Байрон и Стендаль познакомились еще осенью 1816 года, сразу после переезда поэта из Швейцарии. Есть стендалевский мемуарный очерк, где воссоздано то время и уверенной рукой набросан байроновский портрет: «Я увидел молодого человека с изумительными глазами, в которых было нечто великодушное…» Надо было обладать искусством автора «Пармской обители», чтобы это почувствовать за обычной байроновской отрешенностью. В чем тут причина, Стендаль для себя уяснил: Байрону требовалась «броня, в которую облекалась эта тонкая и глубоко чувствительная к оскорблениям душа, защищаясь от бесконечной грубости черни». Окружающие находили Байрона надменным, даже сумасбродным. Стендаль пишет, что на самом деле сказывалась, главным образом, ранимость, хотя забота о впечатлении, производимом на других, была для английского поэта неизменным стимулом поведения.

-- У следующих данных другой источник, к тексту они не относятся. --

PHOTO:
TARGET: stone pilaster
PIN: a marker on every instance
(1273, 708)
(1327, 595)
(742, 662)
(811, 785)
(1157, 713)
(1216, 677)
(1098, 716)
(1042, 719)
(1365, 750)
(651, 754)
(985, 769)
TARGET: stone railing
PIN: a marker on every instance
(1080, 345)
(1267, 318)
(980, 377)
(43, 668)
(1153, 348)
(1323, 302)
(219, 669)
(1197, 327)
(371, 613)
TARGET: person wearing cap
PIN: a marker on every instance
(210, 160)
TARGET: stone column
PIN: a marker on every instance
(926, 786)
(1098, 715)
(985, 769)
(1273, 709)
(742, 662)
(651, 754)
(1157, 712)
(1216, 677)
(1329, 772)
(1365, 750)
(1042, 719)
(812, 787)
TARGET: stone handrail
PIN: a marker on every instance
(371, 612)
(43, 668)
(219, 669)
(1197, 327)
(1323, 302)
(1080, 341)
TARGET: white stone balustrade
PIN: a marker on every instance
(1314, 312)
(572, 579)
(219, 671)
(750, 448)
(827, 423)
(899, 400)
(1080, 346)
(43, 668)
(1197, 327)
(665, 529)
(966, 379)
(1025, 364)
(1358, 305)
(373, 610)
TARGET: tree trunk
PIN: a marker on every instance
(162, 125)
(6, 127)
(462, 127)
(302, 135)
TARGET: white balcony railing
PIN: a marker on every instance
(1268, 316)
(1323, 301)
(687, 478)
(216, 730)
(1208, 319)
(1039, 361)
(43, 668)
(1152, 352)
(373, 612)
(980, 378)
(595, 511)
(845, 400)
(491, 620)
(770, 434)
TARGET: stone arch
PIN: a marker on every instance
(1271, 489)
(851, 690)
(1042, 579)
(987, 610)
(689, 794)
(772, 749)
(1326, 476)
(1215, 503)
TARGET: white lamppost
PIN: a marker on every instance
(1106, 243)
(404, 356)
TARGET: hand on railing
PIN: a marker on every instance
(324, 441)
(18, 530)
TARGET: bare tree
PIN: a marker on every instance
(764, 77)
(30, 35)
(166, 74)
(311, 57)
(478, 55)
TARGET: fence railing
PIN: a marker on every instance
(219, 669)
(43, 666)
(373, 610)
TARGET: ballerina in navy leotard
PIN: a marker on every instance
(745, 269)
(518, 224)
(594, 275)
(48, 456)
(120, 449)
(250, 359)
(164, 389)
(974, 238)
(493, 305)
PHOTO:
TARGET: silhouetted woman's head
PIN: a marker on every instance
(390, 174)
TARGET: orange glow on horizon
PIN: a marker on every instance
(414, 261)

Гордость, застенчивость, нередко о себе заявлявшая склонность поступать как раз обратно тому, чего от него ожидали, нелюбовь к пышнословию, «крайняя чувствительность к осуждению или похвале», вспышки гнева, придававшего дикое и смятенное выражение его прекрасному лицу, отчужденность в обществе, сменявшаяся в тесном дружеском кружке обаянием, которому невозможно сопротивляться, – до чего сложный узел, какое удивительное сплетение противоборствующих начал! «Лару» и «Гяура» читали многие, и в Байроне хотели видеть не того, кем он был, а того, кем должен был быть автор этих поэм. Стендалю поначалу тоже трудно отделить поэтический образ от реального человека, прочим же и в голову не приходит, что тут возможно какое-то несовпадение.
Некая маркиза специально приезжает издалека в Венецию, чтобы лицезреть британского изгнанника, а Байрон отказывается с нею знакомиться, – она, конечно, оскорблена, но и довольна: ходячее мнение подтвердилось. Рассказывают о князе, собственной рукой убившем возлюбленную-крестьянку, которая ему изменила, – Байрон в бешенстве выбегает из комнаты, предоставляя оставшимся всласть посудачить о его слишком сострадательном сердце. Кто-то признается, что лишь книги Руссо произвели на него впечатление, сравнимое с «Чайльд-Гарольдом», и слышит в ответ: «Избавьте меня от таких сравнений, рядом с именем лорда не поминают имя человека, некогда служившего лакеем».
Что тут только маска, что – подыгрывание байроническому герою, а что – истинный Байрон? Этого тогда не постигал никто, да и сегодня не так легко отделить случайное от существенного, читая, как держался и какое впечатление производил тот, кого Пушкин называет «мучеником суровым». Пушкинское определение, наверное, все же наиболее точно, и все же, чтобы в этом увериться, сколько напластований, сколько случайных черт нужно примирить!
Стендалю это давалось с трудом, но что-то главное он улавливал, не ошибаясь. Может быть, помогла та лунная зимняя ночь, когда после спектакля отправились полюбоваться белыми мраморными иглами Миланского собора. Байрон испытывал подъем духа: импровизировал поэму о средневековом авантюристе, которую так и не собрался написать, с нежностью говорил об Италии. Стендаль убеждался, что перед ним «великий поэт и разумный человек» – сочетание, встречающееся реже, чем союз гения с безумством.